Characteristics of 16 non-duplicate blaVIM-positive clinical Enterobacteriaceae and four related environmental isolates.

Patient	Species	Source	Date	Travel	Epi Risk*	Enzyme	Isolate	ST†
1	E. hormaechei	Rectal	Sep-12	Croatia (H)	Yes	VIM-1	Eho-1	92
2	E. hormaechei	Urine	Jul-11	None	No	VIM-1	Eho-2‡	93
3	E. hormaechei	Urine	Aug-11	None	No	VIM-1	Eho-3‡	93
4	E. hormaechei	Urine	Feb-12	None	No	VIM-1	Eho-4‡	93
5	E. hormaechei	Urine	Jun-12	None	No	VIM-1	Eho-5‡	93
6	E. hormaechei	Rectal	Feb-14	None	No	VIM-1	Eho-6§	269
7	E. hormaechei	Urine	Jul-14	None	Yes (OB)&	VIM-1	Eho-7§	269
8	E. hormaechei	Dialysis fluid	Jun-15	None	Yes (OB)	VIM-1	Eho-8§	269
9	E. hormaechei	Dialysis fluid	Sep-15	None	Yes (OB)	VIM-1	Eho-9§	269
10	E. hormaechei	Rectal	Jan-16	None	Yes (OB)	VIM-1	Eho-10§	269
11	E. hormaechei	Rectal	Jan-16	None	Yes (OB)	VIM-1	Eho-11§	269
12	C. freundii	Sputum	Dec-12	Portugal (H)	Yes	VIM-2	Cfr-12	129
13a	C. freundii	Rectal	Dec-15	None	No	VIM-1	Cfr-13a	New
13b	K. pneumoniae	Rectal	Dec-15			VIM-1	Kpn-13b	17
14	K. pneumoniae	Rectal	Sep-14	Egypt (H)	Yes	VIM-1	Kpn-14	376
15	E. coli	Rectal	Nov-15	Europe	No	VIM-1	Eco-15	131
E1	E. hormaechei	Environment	Aug-15	NA	NA	VIM-1	Eho-E1‡	93
E2	E. hormaechei	Environment	Aug-15	NA	NA	VIM-1	Eho-E2§	269
E3	E. hormaechei	Environment	Aug-15	NA	NA	VIM-1	Eho-E3	93
E4	E. hormaechei	Environment	Aug-15	NA	NA	VIM-1	Eho-E4	93

H hospital, Epi epidemiologic, ST sequence type, VIM Verona integron-encoded metallo-β-lactamase, OB outbreak.

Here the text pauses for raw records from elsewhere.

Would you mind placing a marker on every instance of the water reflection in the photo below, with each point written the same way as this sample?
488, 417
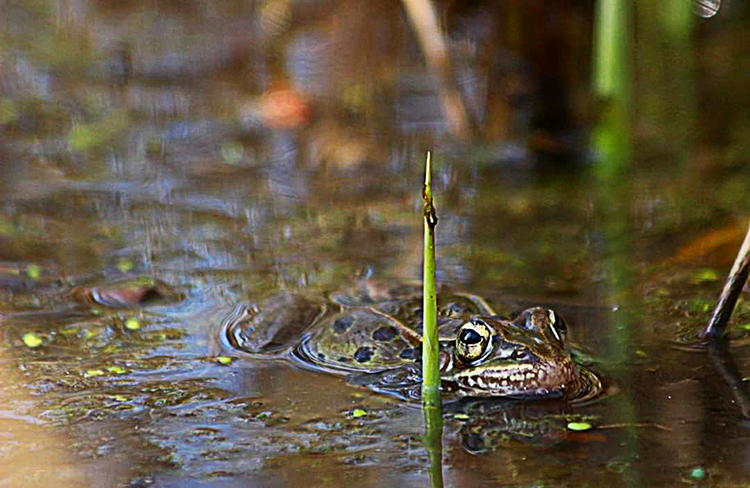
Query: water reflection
239, 149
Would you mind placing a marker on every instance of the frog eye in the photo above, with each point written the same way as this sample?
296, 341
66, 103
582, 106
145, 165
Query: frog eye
557, 325
473, 341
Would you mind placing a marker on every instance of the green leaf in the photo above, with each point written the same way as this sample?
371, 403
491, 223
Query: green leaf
32, 340
132, 324
579, 426
358, 412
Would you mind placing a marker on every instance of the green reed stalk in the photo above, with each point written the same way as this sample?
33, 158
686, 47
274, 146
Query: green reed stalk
430, 359
431, 404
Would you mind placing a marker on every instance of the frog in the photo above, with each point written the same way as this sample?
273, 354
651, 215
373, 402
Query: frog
372, 335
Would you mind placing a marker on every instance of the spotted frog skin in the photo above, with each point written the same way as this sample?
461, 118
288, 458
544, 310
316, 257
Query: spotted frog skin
372, 335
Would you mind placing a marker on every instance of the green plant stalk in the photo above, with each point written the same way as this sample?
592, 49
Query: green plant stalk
431, 403
610, 40
430, 353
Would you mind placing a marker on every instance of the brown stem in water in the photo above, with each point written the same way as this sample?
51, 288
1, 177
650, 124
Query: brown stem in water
424, 21
732, 288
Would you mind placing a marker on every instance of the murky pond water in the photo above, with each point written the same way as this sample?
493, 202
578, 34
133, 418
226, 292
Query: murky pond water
163, 162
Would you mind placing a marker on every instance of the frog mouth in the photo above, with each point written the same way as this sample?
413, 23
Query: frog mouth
506, 379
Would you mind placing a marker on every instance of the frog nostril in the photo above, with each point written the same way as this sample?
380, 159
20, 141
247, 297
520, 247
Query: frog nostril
519, 354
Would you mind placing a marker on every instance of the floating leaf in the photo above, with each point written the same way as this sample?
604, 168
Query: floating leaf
705, 275
124, 265
698, 473
32, 340
579, 426
34, 271
132, 324
232, 152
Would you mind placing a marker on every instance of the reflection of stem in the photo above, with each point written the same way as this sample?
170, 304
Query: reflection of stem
423, 19
433, 442
730, 293
726, 367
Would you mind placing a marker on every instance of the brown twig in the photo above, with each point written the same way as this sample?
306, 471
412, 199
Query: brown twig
730, 293
424, 21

*Hospital admission outside of North America OR spatiotemporal exposure to patient with highly-related isolate.

†ST, Sequence types, determined by multilocus sequence typing.

&Hospital outbreak with patient 6 as first case identified, and patients #7–11 exposed to contaminated shower drains on same hospital unit (17).

‡Cluster I.

§Cluster II.

Figure 1

Single nucleotide polymorphisms (SNP) analysis for blaVIM-1-carrying Enterobacter hormaechei.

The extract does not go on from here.